Geschichte:
Betrachtet man Drogenkonsum aus einer historischen Perspektive, stellt man fest, dass in vergangenen Jahrhunderten gelegentlicher Drogenkonsum, hier vor allem Alkohol, auch als Instrument zur Kontrolle des menschlichen Lebens angesehen wurde (sogar von Seiten der Kirche!) und dass gerade im 19. Jahrhundert zur Gewinnung von Kontrolle über Krankheiten und Schmerzen mit Drogen experimentiert wurde. Erst im 20. Jahrhundert wurde der Gebrauch zunehmend mit Kontrollverlust assoziiert und das Szenario vom drohenden Niedergang der westlichen Gesellschaft genutzt, um politische missliebige Gruppen zu diskreditieren („Gammler“, Hippies“…). Dabei wurde und wird regelmäßig zwischen legalen und illegalen Rauschmitteln unterschieden. Verbote wie z.B. in der US-amerikanischen Prohibition, aber auch in der Vergangenheit hierzulande haben Konsumierende kaum vom Gebrauch abgehalten, sondern nur die Wege in die Illegalität verschoben und damit riesige kriminelle Netzwerke begünstigt.
Gesundheitliche Risiken:
Diese bestehen zum einem bei nicht kontrolliertem Stoff „von der Straße“, der häufig mit gesundheitsschädigenden Beimischungen versehen ist, aber auch bei „reinem“ Cannabis, das heute einen wesentlich höheren rauscherzeugenden THC-Gehalt besitzt und dadurch schneller suchterzeugend wirkt. Problematisch ist dies auch für Menschen, die Cannabis zur Selbstmedikation nutzen, z.B. wegen chronischer Schmerzen, Depressionen, posttraumatischer Belastungsstörungen, schwerer Schlafstörungen oder ADHS im Erwachsenenalter. Hingegen verspricht ärztlich dosierte und engmaschig begleitete Behandlung mit medizinischem Cannabis bei ihnen eine dauerhafte Linderung und Verbesserung der Lebensqualität, wie Christel Lüdecke, Ärztliche Direktorin am Asklepios-Fachklinikum Göttingen feststellt. Bei Jugendlichen birgt der Konsum von Cannabis jedoch grundsätzlich erhebliche Risiken: je jünger, desto höher die Wahrscheinlichkeit von Entwicklungs- und Hirnleistungsstörungen.
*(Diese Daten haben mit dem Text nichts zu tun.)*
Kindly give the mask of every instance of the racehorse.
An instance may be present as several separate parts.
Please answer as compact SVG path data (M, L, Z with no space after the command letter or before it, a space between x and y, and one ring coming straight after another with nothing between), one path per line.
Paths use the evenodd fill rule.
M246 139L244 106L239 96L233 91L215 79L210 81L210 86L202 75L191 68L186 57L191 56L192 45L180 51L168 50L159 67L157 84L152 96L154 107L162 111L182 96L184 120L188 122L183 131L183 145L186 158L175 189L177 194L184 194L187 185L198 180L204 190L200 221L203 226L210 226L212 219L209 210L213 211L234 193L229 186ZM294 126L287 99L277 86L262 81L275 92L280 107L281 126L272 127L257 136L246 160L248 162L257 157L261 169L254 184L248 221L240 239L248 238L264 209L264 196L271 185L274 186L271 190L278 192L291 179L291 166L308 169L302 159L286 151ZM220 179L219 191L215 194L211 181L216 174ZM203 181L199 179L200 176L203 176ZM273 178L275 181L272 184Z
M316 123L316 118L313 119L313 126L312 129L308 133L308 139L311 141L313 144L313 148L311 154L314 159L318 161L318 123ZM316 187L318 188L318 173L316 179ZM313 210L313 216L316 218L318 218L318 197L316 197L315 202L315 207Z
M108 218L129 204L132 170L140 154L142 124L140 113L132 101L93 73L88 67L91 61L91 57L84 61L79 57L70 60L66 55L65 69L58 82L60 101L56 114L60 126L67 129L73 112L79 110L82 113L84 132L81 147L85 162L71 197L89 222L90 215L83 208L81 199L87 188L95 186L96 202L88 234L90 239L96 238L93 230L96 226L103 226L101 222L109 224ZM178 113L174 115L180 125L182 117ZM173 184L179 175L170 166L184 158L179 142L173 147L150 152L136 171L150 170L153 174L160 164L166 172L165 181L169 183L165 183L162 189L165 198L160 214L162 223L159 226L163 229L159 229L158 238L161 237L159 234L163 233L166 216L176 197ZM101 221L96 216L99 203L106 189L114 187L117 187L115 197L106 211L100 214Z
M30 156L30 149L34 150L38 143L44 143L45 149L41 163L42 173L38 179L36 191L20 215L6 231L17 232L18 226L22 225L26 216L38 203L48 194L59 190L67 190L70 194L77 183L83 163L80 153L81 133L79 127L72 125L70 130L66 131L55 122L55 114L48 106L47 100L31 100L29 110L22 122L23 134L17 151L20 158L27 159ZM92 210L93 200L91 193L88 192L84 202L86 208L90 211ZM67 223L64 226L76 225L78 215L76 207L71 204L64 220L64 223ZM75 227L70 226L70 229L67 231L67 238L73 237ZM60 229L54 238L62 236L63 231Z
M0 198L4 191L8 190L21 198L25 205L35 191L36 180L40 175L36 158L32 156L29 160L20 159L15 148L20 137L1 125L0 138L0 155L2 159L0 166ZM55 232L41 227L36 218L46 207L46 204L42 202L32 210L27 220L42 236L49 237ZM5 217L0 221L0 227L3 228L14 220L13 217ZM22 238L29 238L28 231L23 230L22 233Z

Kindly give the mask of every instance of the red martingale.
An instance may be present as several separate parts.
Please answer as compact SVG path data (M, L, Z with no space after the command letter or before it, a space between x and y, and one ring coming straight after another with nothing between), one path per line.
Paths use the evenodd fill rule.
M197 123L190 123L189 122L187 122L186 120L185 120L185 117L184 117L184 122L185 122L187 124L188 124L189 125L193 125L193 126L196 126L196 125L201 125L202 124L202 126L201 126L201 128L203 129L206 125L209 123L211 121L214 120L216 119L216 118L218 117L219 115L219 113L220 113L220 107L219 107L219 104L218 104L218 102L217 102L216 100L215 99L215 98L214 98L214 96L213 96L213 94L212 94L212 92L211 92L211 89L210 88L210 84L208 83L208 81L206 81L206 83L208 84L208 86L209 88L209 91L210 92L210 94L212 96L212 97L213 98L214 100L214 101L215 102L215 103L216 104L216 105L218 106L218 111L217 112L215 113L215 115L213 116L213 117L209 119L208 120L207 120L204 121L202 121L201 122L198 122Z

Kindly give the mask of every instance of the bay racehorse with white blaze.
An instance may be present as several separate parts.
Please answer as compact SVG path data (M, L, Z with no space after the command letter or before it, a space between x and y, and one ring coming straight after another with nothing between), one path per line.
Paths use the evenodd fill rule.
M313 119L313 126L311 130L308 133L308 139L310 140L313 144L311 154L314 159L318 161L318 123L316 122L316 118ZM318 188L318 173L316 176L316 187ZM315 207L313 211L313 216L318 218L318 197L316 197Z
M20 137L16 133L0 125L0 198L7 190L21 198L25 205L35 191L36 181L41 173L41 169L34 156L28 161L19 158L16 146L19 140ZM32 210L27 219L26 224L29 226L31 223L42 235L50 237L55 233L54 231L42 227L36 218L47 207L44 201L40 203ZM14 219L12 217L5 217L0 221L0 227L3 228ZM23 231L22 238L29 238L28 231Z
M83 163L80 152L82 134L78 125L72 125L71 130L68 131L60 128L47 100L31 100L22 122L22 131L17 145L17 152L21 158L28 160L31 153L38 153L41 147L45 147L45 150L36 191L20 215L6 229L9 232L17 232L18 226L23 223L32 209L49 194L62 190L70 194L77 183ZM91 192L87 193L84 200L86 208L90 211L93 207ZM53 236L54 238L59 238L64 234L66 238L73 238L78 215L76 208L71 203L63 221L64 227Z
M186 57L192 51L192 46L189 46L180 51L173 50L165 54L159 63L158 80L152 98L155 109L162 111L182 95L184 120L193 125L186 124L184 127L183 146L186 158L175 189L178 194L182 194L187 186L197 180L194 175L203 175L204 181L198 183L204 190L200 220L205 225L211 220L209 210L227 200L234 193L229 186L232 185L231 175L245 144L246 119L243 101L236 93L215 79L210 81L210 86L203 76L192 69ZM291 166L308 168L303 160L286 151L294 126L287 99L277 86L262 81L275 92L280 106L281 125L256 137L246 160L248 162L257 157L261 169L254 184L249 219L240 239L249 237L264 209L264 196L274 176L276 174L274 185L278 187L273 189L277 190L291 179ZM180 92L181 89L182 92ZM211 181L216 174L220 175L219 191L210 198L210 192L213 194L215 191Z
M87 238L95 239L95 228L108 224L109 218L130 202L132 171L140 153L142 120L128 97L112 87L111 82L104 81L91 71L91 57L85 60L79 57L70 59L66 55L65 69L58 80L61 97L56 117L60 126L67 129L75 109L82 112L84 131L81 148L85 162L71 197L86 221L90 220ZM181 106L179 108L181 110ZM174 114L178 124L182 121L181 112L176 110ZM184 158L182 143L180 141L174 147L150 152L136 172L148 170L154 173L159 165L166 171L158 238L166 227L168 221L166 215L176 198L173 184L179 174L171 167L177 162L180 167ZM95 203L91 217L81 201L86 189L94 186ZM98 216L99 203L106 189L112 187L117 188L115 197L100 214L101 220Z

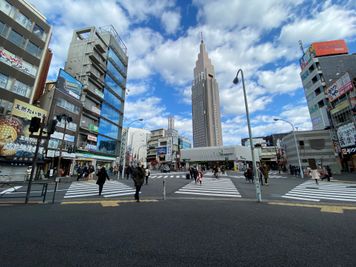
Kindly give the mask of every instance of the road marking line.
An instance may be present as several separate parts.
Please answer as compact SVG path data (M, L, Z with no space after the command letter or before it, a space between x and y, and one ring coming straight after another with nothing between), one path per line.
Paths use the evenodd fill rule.
M157 199L143 199L141 202L158 202ZM88 201L64 201L61 205L100 204L102 207L118 207L123 203L136 203L136 200L88 200Z
M304 207L304 208L319 208L321 212L329 213L344 213L344 210L355 210L356 206L327 206L327 205L314 205L303 203L284 203L284 202L267 202L270 205L290 206L290 207Z

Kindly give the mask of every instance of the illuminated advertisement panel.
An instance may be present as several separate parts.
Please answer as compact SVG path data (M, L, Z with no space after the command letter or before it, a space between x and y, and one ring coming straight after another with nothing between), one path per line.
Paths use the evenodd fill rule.
M312 43L311 47L316 57L347 54L349 52L345 40Z

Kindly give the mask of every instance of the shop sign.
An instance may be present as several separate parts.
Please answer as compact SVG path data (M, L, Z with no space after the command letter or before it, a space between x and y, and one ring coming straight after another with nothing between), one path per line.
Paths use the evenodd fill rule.
M352 89L350 75L346 72L336 82L326 88L326 95L332 102Z
M353 155L356 154L356 147L342 148L341 152L343 155Z
M7 51L3 47L0 47L0 61L26 74L30 74L32 76L36 76L37 74L37 68L35 66L27 63L22 58Z
M89 131L92 131L92 132L99 132L99 128L98 126L94 125L94 124L89 124Z
M353 122L343 125L337 129L337 137L340 147L356 146L356 130Z
M47 116L47 111L21 100L15 99L11 114L20 118L31 120L32 117L42 118L43 115Z
M15 116L0 116L0 158L5 160L32 160L37 140L29 137L30 121ZM42 158L43 141L39 147Z
M94 136L94 135L91 135L91 134L88 134L87 139L89 141L94 141L94 142L98 141L98 138L96 136Z

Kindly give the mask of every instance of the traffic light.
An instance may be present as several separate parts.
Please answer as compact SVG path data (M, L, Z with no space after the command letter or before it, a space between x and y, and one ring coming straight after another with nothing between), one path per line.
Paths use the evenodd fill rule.
M38 132L38 130L41 127L41 118L38 117L32 117L31 123L30 123L30 132L35 133Z
M56 125L57 125L57 120L51 120L51 122L47 126L47 134L51 135L55 132L56 130Z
Weiche Drogen versus harte Drogen?
Den gelegentlichen Gebrauch von Cannabis – viele Alt68er haben das Kiffen mit in ihren Ruhestand genommen, könnte man unter „Genuss“ abspeichern, genauso wie andere abends ein Glas Rotwein trinken. Fachleute sind sich einig: Cannabis ist kaum eine Einstiegsdroge, wenn nicht eine entsprechende Prädisposition vorhanden ist, von daher wäre es sinnvoller, zwischen „weichem“ und „hartem“ Konsum zu unterscheiden. Wenn Drogen (auch Alkohol) dazu genutzt werden, um zeitweise gesellschaftliche und soziale Bedingungen des eigenen Lebens zu kompensieren, sollte man dann nicht auch gesellschaftliche Bedingungen genauer unter die Lupe nehmen, anstatt nur an Disziplin und Kontrollwillen zu appellieren? Der Politikwissenschaftler und Soziologe Dr. Robert Feustel beschreibt es so: „Zwei Dinge scheinen daher bedeutsamer, als Drogen irgendeine Macht zu unterstellen: Einerseits ist es nötig, die sozialpsychologischen Strukturen zu stärken, weil sie es sind, die destruktiven Tendenzen etwas entgegensetzen können; nicht die Strafverfolgungsbehörden. Andererseits bleibt es geboten, gegen politische und soziale Zumutungen anzukämpfen, die der Kapitalismus mit sich bringt und die Menschen zu Kompensation und Verdrängung treiben.“
(Kompensation und Kontrolle. Zur fragwürdigen Macht der Drogen. Soziale Psychiatrie Heft 186)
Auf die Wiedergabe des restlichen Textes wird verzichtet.